Fever in children is a sign of infection in the body which leads to a rise in body temperature. It is often caused by a virus or sometimes bacteria. Viral infections, which are far more common, do not need antibiotics. Bacterial infections are treated with antibiotics.
The fever is a way in which the body fights infection, and your child’s temperature will return to normal when the infection has completely gone.
A normal temperature range for a child is usually up to 37.5° C.
A high fever does not necessarily mean your child has a serious illness. However, young babies with fever do need to be checked carefully by a doctor.
If your child’s temperature rises suddenly this can cause a febrile seizure. Even though seizures are uncommon it is helpful to know what a seizure is just in case your child has one. Sometimes a seizure happens when parents are not aware their child has a fever.
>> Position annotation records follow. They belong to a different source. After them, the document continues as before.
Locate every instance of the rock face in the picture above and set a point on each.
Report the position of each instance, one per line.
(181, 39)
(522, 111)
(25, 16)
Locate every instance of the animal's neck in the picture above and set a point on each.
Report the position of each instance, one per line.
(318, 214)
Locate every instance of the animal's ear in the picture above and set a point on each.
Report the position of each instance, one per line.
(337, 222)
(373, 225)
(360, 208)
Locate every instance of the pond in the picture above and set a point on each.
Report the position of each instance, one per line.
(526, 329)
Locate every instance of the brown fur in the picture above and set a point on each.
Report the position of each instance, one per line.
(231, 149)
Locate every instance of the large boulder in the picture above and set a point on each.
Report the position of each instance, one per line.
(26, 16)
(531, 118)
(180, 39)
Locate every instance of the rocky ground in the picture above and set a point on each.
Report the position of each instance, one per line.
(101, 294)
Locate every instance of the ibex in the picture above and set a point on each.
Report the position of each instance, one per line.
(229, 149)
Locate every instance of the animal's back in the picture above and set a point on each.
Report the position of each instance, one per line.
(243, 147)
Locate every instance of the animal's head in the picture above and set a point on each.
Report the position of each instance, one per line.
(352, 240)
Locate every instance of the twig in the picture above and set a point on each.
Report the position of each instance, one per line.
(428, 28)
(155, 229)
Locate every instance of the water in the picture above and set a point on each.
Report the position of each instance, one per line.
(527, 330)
|Key points to remember about Fever|
Care of your child
At home you can make your child more comfortable
- Dress your child in light clothing and keep them cool.
- Give your child frequent small drinks of clear fluid (e.g.: water, diluted fruit juice or cordial). Do not worry if your child refuses to eat at this time. If your child is under six months give extra cool boiled – water, breast feeds, or bottle.
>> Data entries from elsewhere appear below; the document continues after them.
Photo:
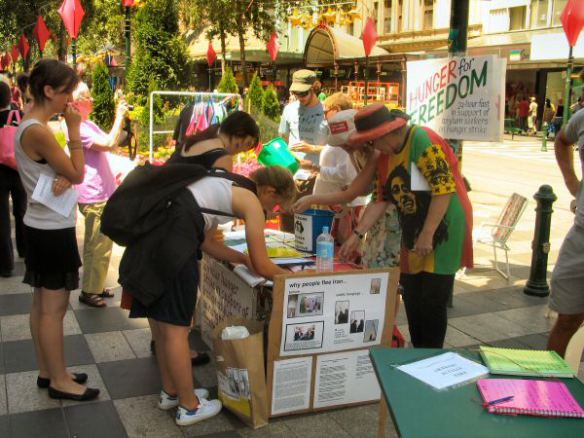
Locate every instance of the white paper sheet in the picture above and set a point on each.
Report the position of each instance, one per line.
(343, 378)
(445, 370)
(62, 204)
(291, 385)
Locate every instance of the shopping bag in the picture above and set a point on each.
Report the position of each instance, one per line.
(241, 373)
(7, 134)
- Paracetamol ( e.g.: Panadol) can be given in the correct dose every four hours to treat a fever above 38.0° C. However, do not give for more than 2 days without seeing your doctor. If your child seems well and is happy, there is no need to treat a fever with paracetamol. If the fever is above 38.5° C and your child is miserable or has other symptoms such as sore throat, seek medical advice.
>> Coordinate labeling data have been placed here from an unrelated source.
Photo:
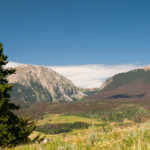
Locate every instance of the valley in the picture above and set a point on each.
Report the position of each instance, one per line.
(115, 116)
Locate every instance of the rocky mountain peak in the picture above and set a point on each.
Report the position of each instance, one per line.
(147, 66)
(38, 84)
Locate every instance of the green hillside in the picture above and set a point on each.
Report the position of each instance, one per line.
(124, 78)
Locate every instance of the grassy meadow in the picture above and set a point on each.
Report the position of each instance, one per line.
(90, 125)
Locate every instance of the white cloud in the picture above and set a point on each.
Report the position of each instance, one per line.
(13, 64)
(91, 76)
(88, 76)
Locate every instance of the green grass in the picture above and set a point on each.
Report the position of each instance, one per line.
(136, 137)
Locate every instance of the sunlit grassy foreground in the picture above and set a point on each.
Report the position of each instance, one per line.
(130, 137)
Taking Your Child’s Temperature
Make sure you have a thermometer that works and you know how to use it. Mercury and digital thermometers are more accurate. Plastic tape thermometers used on the forehead are not reliable. Ask your Pediatric Clinic or Ward staff to show you how to use your thermometer. The thermometer needs to be in place for two minutes to get a correct reading.
Go back to your doctor if:
- Your child looks sicker than before
- Your child complains of a stiff neck or light hurting their eyes.
- Your child has difficulty breathing
- Your child refuses to drink very much
- Your child is vomiting a lot
- Your child is drowsy
- Your child is in pain OR you are worried for any reason.